国立大学は,「持続可能な成長を担う若年層や知的創造性(知恵)(ソフトパワー)の育成」(「新成長戦略」より)の欠くべからざる土台であり,我が国全体に係わる新しい未来を切り開く存在でなければなりません。「強い大学」の実現を目指し,国立大学の教育研究環境の整備や教育改革,学生の経済的支援の充実を図ることが,日本の確かな未来を切り開くものと確信します。

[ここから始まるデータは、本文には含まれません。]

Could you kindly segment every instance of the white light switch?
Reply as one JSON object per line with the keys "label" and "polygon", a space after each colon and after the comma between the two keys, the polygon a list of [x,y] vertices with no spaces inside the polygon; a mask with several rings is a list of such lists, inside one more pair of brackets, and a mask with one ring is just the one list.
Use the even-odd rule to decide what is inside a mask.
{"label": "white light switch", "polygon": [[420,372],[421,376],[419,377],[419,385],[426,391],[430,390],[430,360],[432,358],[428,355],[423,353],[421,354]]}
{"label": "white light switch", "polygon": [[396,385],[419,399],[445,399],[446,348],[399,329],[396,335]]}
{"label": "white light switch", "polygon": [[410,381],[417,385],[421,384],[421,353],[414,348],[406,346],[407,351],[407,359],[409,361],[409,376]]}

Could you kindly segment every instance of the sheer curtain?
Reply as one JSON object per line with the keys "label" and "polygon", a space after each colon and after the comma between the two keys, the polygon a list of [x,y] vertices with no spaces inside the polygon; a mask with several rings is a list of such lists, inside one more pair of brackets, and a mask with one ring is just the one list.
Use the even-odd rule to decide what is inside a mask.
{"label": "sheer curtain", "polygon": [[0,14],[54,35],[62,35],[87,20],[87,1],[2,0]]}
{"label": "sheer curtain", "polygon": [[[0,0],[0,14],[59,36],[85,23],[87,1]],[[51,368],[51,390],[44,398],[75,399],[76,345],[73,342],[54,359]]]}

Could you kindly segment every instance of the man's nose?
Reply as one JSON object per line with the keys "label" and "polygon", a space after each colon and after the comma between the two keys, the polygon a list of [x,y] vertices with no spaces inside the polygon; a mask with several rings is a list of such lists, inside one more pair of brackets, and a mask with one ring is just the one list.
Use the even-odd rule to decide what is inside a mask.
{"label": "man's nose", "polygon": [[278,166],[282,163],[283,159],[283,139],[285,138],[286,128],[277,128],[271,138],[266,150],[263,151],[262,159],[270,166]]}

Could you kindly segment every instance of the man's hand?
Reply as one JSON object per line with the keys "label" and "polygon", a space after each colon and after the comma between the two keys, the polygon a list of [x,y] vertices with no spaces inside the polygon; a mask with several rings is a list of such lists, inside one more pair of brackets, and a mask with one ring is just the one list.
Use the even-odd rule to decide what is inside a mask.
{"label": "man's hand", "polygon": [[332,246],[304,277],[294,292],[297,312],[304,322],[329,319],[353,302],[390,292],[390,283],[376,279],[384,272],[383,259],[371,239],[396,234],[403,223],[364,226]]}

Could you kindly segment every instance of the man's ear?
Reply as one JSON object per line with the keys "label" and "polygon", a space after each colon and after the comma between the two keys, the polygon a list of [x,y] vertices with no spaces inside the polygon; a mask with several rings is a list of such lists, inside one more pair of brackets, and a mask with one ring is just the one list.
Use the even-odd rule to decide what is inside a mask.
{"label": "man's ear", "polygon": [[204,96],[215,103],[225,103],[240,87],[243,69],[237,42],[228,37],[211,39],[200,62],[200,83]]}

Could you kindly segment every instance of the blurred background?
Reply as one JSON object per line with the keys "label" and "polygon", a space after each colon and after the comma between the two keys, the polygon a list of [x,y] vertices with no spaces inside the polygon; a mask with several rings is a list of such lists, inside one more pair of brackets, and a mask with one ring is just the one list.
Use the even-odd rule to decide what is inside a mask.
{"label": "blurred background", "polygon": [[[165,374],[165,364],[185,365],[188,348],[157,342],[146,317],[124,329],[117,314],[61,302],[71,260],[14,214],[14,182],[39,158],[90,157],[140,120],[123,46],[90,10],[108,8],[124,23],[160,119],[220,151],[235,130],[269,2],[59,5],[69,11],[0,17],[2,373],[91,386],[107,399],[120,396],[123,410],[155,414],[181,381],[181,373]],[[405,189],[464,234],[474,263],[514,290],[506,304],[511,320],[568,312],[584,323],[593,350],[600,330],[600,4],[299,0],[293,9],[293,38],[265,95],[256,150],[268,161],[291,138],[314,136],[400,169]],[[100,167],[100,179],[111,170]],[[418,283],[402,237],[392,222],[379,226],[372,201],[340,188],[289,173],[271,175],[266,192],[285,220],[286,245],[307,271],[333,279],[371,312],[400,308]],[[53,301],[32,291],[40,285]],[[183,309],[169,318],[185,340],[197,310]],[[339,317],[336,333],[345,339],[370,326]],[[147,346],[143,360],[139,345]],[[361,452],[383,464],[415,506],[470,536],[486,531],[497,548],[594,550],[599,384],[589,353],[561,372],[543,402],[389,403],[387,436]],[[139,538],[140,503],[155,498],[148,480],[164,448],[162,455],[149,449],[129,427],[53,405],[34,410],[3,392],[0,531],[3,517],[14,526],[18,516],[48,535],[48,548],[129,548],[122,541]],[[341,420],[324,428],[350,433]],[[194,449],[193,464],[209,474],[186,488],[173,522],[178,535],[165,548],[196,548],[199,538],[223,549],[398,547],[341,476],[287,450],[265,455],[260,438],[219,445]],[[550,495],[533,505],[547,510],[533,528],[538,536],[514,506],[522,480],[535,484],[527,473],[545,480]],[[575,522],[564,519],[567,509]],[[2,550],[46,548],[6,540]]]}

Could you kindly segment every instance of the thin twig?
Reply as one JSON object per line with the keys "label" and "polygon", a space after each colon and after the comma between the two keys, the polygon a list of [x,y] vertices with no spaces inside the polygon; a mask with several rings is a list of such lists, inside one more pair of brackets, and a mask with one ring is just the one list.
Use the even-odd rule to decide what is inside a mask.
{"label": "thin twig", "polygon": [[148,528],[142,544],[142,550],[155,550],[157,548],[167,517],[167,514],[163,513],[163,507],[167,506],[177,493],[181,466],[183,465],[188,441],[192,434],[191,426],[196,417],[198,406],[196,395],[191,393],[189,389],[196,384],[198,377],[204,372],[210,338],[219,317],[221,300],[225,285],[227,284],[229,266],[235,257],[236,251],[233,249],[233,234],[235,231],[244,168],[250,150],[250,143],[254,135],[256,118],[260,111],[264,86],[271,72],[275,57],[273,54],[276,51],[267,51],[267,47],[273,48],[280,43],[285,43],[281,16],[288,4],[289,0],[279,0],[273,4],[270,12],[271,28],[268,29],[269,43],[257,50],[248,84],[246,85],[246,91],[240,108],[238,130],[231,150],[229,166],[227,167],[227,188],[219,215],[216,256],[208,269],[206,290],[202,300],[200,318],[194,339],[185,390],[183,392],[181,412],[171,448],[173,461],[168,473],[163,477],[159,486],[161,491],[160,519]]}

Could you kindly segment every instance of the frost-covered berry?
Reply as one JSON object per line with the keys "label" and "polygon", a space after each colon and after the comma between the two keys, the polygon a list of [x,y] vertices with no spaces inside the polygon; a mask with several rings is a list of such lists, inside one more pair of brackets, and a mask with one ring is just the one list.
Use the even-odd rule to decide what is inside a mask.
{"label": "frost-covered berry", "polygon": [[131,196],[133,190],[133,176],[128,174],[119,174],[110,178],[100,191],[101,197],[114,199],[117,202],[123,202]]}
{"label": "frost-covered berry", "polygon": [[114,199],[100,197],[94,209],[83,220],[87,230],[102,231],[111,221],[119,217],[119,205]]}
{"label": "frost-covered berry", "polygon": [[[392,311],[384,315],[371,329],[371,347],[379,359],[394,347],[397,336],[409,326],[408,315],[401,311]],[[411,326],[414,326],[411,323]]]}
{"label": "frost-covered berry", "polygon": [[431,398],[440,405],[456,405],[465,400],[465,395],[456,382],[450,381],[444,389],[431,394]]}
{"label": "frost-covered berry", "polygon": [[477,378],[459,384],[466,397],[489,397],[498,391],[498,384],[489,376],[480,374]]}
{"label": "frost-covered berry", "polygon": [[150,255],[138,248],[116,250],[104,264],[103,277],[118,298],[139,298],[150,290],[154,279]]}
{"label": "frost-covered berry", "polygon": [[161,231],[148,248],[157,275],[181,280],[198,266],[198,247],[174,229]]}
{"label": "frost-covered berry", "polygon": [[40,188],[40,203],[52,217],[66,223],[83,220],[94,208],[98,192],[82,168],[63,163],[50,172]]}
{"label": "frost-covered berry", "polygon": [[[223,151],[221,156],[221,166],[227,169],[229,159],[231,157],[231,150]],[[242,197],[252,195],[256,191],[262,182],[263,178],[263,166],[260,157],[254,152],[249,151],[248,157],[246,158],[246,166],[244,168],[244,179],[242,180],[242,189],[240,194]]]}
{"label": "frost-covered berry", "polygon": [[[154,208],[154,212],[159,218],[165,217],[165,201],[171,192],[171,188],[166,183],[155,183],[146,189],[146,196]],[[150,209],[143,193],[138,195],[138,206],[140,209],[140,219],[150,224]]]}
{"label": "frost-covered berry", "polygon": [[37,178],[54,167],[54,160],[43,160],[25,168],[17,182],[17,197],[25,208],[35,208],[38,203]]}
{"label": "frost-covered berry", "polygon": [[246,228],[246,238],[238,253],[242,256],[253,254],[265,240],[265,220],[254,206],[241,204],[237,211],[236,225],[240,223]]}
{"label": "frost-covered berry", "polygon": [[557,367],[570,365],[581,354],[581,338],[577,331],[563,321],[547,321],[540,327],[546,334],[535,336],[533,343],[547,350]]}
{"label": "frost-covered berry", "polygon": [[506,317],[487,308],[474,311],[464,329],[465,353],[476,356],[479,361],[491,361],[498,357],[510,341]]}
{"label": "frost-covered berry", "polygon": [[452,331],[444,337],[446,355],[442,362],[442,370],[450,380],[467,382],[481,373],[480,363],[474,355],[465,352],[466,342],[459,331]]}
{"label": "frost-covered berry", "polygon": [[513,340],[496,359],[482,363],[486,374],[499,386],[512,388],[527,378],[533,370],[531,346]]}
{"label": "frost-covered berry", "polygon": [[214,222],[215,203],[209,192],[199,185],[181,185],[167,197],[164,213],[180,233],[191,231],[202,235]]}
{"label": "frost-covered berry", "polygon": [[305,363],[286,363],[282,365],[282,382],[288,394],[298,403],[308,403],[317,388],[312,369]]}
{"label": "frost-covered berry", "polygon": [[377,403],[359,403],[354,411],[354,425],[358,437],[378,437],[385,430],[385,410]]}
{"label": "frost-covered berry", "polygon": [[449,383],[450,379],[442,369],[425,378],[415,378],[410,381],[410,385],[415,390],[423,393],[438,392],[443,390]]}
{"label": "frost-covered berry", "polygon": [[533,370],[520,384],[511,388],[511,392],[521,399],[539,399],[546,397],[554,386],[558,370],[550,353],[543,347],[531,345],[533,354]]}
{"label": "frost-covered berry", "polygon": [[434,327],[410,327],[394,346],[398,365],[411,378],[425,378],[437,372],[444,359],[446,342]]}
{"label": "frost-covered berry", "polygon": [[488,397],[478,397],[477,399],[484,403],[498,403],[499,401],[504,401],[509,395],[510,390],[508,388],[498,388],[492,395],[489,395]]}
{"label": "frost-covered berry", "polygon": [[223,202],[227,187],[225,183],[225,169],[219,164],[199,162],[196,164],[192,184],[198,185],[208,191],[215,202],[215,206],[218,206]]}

一方,「財政運営戦略」の「中期財政フレーム」によれば,平成23年度からの3年間は「基礎的財政収支対象経費」について前年度を上回らないこととされ,巷間1兆円以上とも言われる社会保障関係経費の伸びを勘案すれば,いわゆる「政策的経費」は年率8%の減となります。大学の人件費を含む国立大学法人運営費交付金もその対象とされ,削減額は,単年度だけでも927億円(3年間の総額で約2,800億円)と,平成16年度から22年度の6年間の減額の総合計(830億円)を上回るものであり,また,中国地区5国立大学の平成22年度運営費交付金の総額(約806億円)をも大きく上回る,すさまじい削減を求められることが予想されます。この金額の予算削減は,大規模大学の存立基盤を揺るがすのみならず,中・小規模国立大学の運営が立ち行かなくなる規模の減額であり,地方国立大学の地域における教育,行政,医療などの場で活躍する優秀な人材育成,高度で先進的な医療の提供,地域企業等への研究成果の還元等の使命を果たすことが不可能となります。
我が国の高等教育への公財政支出は既にOECD 諸国の最下位という状況です。その上,このような更なる過酷な削減を行うことは,天然資源に乏しく,科学・技術と人材に頼るしか術のない我が国においては,まさに国益に係わる致命的な施策となります。ついては,平成23年度概算要求における「国立大学運営費交付金」については,削減の対象とせず,「新成長戦略」に基づき,長期的な観点から予算配分が行われるよう強く要望します。